東京為替見通し=ドル円、今夜のトランプ米大統領就任式を控えて動きづらい展開か

 17日のニューヨーク外国為替市場でドル円は、12月米住宅着工/建設許可件数や12月米鉱工業生産が予想より強い内容だったこと、ダウ平均が一時500ドル超高になったこと、米10年債利回りが4.63%台へ上昇したことなどで、156.37円まで強含んだ。ユーロドルは良好な米経済指標を受けて1.0265ドルまで下落後、英独株価指数が史上最高値を更新したことで1.0330ドルまで反発したものの、引けにかけて1.0269ドル付近まで押し戻された。

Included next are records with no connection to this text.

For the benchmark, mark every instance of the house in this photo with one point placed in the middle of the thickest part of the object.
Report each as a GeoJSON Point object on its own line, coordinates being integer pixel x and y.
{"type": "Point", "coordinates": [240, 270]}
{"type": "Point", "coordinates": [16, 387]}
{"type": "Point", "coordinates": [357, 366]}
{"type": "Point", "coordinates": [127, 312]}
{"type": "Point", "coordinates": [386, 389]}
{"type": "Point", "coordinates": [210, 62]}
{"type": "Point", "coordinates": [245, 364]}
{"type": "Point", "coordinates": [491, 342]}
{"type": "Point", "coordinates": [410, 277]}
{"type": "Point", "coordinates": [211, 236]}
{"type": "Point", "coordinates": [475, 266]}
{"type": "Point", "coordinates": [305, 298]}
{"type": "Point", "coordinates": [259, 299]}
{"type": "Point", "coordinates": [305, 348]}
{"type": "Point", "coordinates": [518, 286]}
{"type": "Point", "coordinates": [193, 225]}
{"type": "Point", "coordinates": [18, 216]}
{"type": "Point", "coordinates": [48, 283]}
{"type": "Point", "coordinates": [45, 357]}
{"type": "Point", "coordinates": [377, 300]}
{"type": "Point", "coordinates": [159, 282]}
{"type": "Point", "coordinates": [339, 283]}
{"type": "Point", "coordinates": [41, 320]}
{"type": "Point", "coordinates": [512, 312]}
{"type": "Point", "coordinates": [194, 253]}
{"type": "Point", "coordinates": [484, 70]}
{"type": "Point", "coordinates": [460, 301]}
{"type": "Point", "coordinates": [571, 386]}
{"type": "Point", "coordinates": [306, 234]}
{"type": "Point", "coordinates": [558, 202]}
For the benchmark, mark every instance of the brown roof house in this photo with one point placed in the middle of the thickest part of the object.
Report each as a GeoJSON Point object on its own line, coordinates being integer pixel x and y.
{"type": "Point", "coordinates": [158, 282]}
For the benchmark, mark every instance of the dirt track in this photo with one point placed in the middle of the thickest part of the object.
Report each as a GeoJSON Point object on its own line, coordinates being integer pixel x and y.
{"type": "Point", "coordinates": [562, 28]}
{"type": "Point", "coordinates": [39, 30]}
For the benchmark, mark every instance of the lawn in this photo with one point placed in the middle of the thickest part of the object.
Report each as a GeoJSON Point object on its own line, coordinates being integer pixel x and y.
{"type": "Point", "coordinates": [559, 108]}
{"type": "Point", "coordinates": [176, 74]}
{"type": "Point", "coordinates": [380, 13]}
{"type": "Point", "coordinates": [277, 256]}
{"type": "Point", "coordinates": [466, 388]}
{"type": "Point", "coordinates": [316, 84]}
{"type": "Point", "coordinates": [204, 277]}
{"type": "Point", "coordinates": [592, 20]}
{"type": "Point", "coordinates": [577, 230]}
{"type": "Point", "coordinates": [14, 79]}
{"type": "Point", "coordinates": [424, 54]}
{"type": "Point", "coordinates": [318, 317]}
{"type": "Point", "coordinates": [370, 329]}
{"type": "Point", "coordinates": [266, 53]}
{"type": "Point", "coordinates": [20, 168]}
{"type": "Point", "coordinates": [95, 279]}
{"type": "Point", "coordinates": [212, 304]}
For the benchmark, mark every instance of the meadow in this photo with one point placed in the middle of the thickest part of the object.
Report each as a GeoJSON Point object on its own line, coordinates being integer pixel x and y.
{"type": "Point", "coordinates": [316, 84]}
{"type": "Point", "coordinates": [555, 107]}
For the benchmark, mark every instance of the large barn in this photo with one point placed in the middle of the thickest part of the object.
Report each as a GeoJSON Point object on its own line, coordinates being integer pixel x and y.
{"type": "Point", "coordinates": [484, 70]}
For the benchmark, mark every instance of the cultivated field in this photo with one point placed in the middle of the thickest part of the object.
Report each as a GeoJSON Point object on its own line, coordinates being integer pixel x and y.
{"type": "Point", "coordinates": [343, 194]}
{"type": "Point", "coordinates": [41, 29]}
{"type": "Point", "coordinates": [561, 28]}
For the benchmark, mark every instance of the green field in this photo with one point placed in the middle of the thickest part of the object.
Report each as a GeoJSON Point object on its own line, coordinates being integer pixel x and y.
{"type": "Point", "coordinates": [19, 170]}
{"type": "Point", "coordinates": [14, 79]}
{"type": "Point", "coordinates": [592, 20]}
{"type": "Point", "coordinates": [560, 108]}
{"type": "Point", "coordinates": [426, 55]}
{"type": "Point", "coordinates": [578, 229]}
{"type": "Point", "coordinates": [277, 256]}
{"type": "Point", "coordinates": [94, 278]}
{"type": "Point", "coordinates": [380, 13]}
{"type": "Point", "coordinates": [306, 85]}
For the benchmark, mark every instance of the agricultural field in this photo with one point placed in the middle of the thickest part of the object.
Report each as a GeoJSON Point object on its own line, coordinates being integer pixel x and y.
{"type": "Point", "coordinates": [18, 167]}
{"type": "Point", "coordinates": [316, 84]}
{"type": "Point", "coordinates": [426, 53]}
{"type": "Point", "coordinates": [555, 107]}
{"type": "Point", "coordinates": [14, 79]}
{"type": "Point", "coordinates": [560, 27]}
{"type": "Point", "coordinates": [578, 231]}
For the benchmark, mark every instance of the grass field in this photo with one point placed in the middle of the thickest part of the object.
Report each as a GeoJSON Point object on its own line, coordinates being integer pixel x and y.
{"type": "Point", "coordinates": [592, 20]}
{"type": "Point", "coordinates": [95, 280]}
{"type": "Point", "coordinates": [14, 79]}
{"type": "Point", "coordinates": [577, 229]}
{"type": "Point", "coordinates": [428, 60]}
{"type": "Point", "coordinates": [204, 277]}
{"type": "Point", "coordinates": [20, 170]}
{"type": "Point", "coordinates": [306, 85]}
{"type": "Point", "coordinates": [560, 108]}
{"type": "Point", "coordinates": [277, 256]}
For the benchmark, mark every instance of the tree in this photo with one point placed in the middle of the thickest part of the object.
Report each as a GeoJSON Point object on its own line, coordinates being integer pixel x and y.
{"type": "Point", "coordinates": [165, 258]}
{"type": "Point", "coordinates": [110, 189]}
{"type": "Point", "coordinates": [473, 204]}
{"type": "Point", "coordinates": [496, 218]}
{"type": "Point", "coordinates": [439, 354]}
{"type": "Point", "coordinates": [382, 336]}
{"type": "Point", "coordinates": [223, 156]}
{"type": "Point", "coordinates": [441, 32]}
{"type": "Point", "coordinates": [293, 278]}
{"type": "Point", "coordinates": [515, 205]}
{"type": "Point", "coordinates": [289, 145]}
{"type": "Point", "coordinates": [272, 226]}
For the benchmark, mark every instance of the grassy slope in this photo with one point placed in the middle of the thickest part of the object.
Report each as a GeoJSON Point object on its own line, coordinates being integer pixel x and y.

 本日の東京外国為替市場のドル円は、ニューヨーク市場がキング牧師誕生日のため休場となり、トランプ米大統領の就任式が開催されるため動きづらい展開が予想される。

 14日に氷見野良三日銀副総裁は、23、24両日に開く金融政策決定会合について「焦点は利上げするかどうかだ。政策委員の間でよく議論して適切に判断する」と述べ、20日に就任するトランプ米大統領の演説内容などを見極めて結論を出す考えを明らかにした。
 15日に植田日銀総裁は「来週の金融政策決定会合で米新政権の政策や春闘の賃金動向などを精査し、追加利上げを行うかどうか判断する」と述べた。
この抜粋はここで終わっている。